Cloud Infrastructure Engineer
About Us
We are an innovative startup at the forefront of applied artificial intelligence. Our mission is to build "synthetic engineers"—highly specialized AI agents designed to tackle critical challenges within the manufacturing sector. By creating a new generation of digital engineering expertise, we are empowering companies to enhance productivity, solve complex problems, and drive future innovation. We are looking for passionate individuals to join us in building the future of manufacturing.
Role Description
As a Cloud Infrastructure Engineer, you are the architect of our platform's foundation. You will be responsible for designing, building, and maintaining the scalable, secure, and resilient cloud infrastructure that underpins our entire operation—from our collaborative user-facing platform to our intensive AI model training and inference workloads. You will empower our engineering teams with automated, robust systems, ensuring our platform is ready to support our first enterprise clients and scale to a global, multi-tenant public offering.
Key Responsibilities
- Build and Manage Cloud Infrastructure: Design, deploy, and manage our core cloud infrastructure using Infrastructure as Code (IaC) principles.
- Automate Everything: Develop and maintain CI/CD pipelines to automate application deployment, system configuration, and testing processes.
- Ensure Reliability and Performance: Implement comprehensive monitoring, logging, and alerting to ensure high availability, performance, and system health.
- Container Orchestration: Manage and scale our containerized applications and services using Docker and Kubernetes.
- Support AI/ML Workloads: Collaborate with AI engineers to provision and manage the infrastructure required for large-scale model training and real-time inference.
- Uphold Security Best Practices: Implement and enforce security policies, manage access controls, and ensure the infrastructure is compliant and secure against threats.
- Optimize for Cost and Efficiency: Continuously monitor and optimize our cloud resource utilization to ensure cost-effectiveness as we scale.
Required Qualifications
- Bachelor’s degree in Computer Science, Engineering, or a related field, or equivalent practical experience.
- 3+ years of hands-on experience in a Cloud Engineering, DevOps, or Site Reliability Engineering (SRE) role.

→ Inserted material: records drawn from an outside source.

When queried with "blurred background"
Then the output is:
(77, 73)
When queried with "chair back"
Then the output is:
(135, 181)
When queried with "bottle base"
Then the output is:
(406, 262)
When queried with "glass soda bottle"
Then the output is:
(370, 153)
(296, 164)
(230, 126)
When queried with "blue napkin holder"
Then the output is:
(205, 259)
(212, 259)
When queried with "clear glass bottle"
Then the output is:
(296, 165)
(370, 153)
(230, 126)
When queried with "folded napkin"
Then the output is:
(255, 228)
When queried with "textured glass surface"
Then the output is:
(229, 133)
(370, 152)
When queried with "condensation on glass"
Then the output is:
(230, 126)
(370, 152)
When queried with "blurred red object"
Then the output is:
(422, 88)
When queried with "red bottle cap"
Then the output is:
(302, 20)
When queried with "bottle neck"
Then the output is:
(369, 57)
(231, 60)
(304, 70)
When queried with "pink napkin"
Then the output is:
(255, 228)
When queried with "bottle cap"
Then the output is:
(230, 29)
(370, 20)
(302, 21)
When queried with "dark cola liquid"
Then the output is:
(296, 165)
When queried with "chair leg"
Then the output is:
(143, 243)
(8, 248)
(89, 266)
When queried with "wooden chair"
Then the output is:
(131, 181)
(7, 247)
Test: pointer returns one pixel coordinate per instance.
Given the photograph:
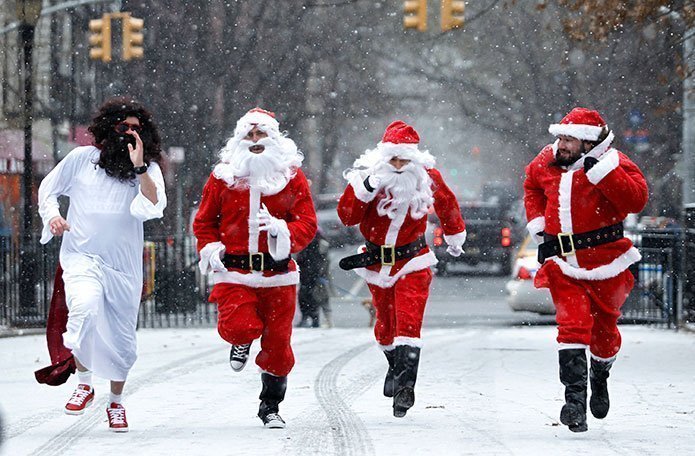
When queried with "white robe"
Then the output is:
(101, 257)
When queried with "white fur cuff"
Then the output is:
(361, 192)
(601, 169)
(279, 246)
(535, 226)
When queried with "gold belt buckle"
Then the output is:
(569, 252)
(388, 248)
(251, 255)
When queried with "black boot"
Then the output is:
(272, 394)
(405, 366)
(598, 376)
(388, 381)
(574, 376)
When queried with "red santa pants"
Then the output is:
(246, 313)
(588, 310)
(399, 309)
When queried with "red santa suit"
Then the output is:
(590, 286)
(400, 291)
(255, 303)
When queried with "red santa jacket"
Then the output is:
(358, 206)
(569, 200)
(225, 216)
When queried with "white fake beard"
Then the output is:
(410, 186)
(268, 171)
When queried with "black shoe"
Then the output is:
(272, 393)
(272, 421)
(238, 356)
(574, 417)
(573, 374)
(402, 401)
(388, 381)
(598, 377)
(405, 366)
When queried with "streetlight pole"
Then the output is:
(28, 13)
(689, 118)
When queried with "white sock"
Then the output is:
(116, 398)
(85, 378)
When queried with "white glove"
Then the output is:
(454, 250)
(267, 222)
(539, 237)
(211, 258)
(373, 182)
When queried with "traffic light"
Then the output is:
(100, 38)
(452, 14)
(416, 14)
(132, 37)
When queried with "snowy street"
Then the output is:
(481, 390)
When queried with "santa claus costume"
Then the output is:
(576, 211)
(390, 204)
(255, 211)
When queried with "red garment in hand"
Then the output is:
(63, 363)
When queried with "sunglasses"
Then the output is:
(123, 127)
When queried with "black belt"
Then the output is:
(255, 262)
(385, 254)
(565, 244)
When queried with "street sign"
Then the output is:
(177, 154)
(636, 118)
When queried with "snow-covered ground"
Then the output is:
(480, 391)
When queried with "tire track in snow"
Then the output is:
(335, 417)
(350, 436)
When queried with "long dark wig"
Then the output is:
(114, 157)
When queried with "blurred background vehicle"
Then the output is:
(490, 237)
(522, 295)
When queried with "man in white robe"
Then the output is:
(113, 186)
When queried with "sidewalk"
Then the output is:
(480, 391)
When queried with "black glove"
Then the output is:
(589, 163)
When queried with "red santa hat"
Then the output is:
(580, 123)
(400, 132)
(257, 117)
(401, 140)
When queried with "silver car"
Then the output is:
(522, 295)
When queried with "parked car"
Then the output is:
(522, 295)
(490, 237)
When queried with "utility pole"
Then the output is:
(28, 13)
(689, 118)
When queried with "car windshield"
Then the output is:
(481, 212)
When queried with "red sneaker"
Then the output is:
(116, 414)
(81, 398)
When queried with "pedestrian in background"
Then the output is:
(314, 284)
(577, 193)
(114, 186)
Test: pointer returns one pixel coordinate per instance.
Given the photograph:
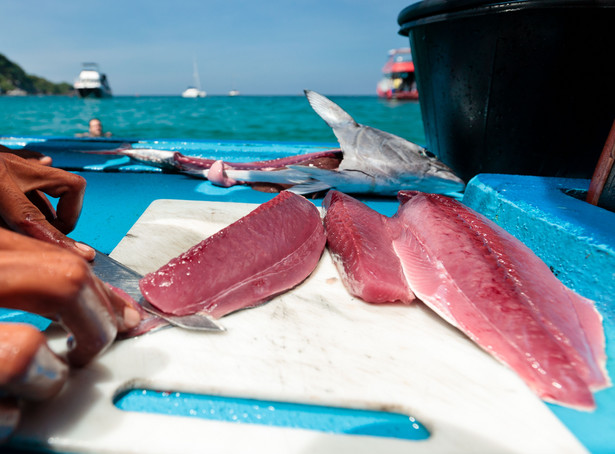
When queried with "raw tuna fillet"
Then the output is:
(493, 288)
(265, 253)
(360, 243)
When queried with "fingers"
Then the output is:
(28, 368)
(59, 285)
(9, 417)
(25, 209)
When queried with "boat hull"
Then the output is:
(93, 93)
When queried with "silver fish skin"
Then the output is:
(163, 159)
(375, 161)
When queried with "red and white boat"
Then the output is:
(398, 80)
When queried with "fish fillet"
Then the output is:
(358, 239)
(493, 288)
(267, 252)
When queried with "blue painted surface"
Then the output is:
(274, 413)
(577, 240)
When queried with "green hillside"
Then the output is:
(12, 76)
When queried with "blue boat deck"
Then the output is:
(575, 239)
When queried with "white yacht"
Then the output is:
(194, 91)
(92, 83)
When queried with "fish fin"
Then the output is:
(333, 114)
(309, 188)
(284, 176)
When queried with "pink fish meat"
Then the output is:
(493, 288)
(359, 241)
(265, 253)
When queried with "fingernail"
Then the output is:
(84, 248)
(131, 317)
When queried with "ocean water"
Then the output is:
(258, 118)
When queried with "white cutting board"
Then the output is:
(315, 344)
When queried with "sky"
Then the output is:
(265, 47)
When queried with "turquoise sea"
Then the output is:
(259, 118)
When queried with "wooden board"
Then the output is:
(315, 344)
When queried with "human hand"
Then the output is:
(28, 370)
(25, 208)
(43, 279)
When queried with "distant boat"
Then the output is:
(398, 80)
(194, 91)
(91, 83)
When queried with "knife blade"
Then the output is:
(118, 275)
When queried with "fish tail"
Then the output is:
(333, 114)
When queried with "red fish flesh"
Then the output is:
(265, 253)
(487, 283)
(360, 243)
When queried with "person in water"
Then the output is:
(42, 271)
(95, 130)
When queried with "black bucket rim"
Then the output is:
(427, 11)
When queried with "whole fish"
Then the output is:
(370, 161)
(375, 161)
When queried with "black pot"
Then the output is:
(517, 87)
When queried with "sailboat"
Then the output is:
(194, 91)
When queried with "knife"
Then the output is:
(120, 276)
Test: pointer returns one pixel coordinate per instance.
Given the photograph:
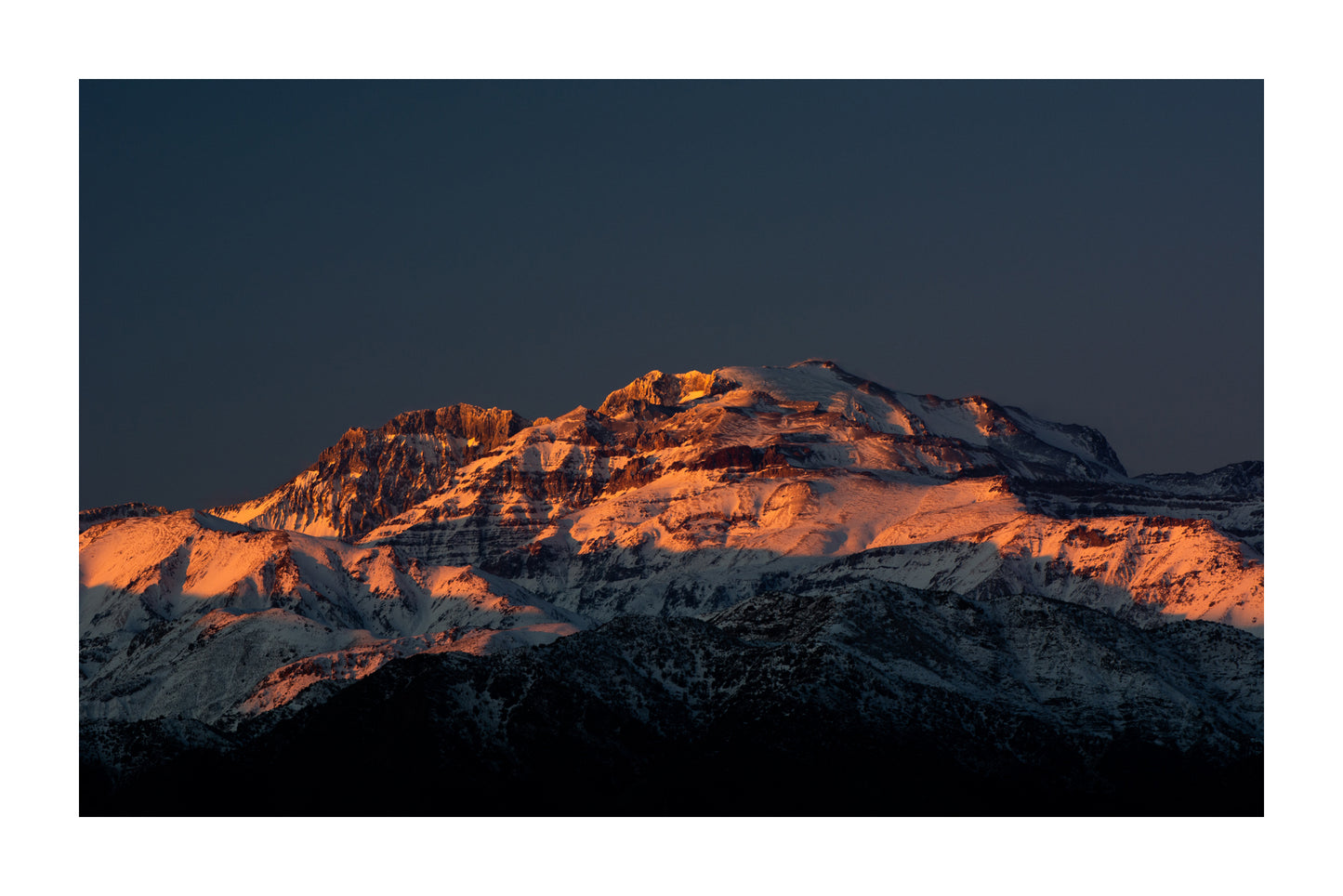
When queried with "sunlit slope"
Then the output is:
(688, 494)
(187, 614)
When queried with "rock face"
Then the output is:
(371, 476)
(193, 617)
(691, 494)
(721, 581)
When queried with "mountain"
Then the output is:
(711, 573)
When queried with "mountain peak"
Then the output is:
(663, 389)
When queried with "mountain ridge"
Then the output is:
(731, 498)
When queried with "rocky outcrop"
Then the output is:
(371, 476)
(663, 389)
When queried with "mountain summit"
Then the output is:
(899, 543)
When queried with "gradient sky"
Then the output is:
(265, 265)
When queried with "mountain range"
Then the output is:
(755, 590)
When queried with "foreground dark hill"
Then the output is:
(881, 702)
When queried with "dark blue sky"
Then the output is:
(265, 265)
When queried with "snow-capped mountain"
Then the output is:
(943, 557)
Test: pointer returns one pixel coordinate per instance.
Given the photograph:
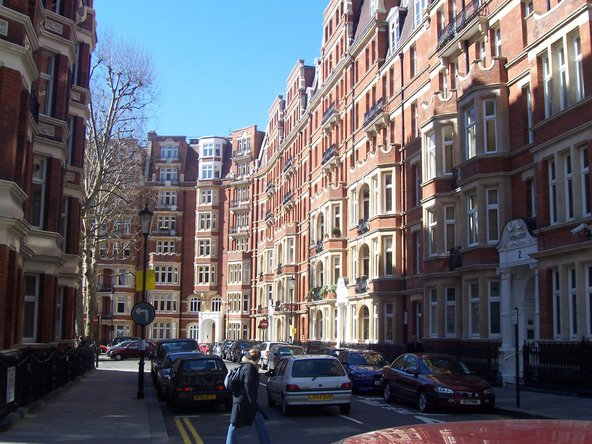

- Deep expertise with a major cloud provider (AWS, GCP, or Azure).
- Strong, hands-on experience with Infrastructure as Code tools like Terraform or AWS CDK.
- Proven experience with containerization (Docker) and orchestration systems (Kubernetes).
- Solid understanding of CI/CD principles and experience with tools like GitLab CI, Jenkins, or CircleCI.
- Proficiency in a scripting language such as Python or Bash.
Preferred Qualifications
- Professional cloud certifications (e.g., AWS Certified Solutions Architect, Certified Kubernetes Administrator).
- Experience building and managing infrastructure for computationally intensive AI/ML workloads.
- Deep knowledge of cloud networking, security groups, and identity and access management (IAM).
- Experience with observability tools like Prometheus, Grafana, or Datadog.
- Previous experience in a B2B SaaS startup, especially with designing multi-tenant architectures.
What We Offer
- A competitive salary and equity package.
- A pivotal role in a fast-growing startup with a clear and impactful mission.
- The opportunity to work on cutting-edge AI technology and solve real-world problems in a critical industry.
- A collaborative, innovative, and supportive team environment.
- Flexible work arrangements.
If you are an infrastructure expert who is passionate about building the highly available, scalable foundation for a world-changing AI platform, we encourage you to apply.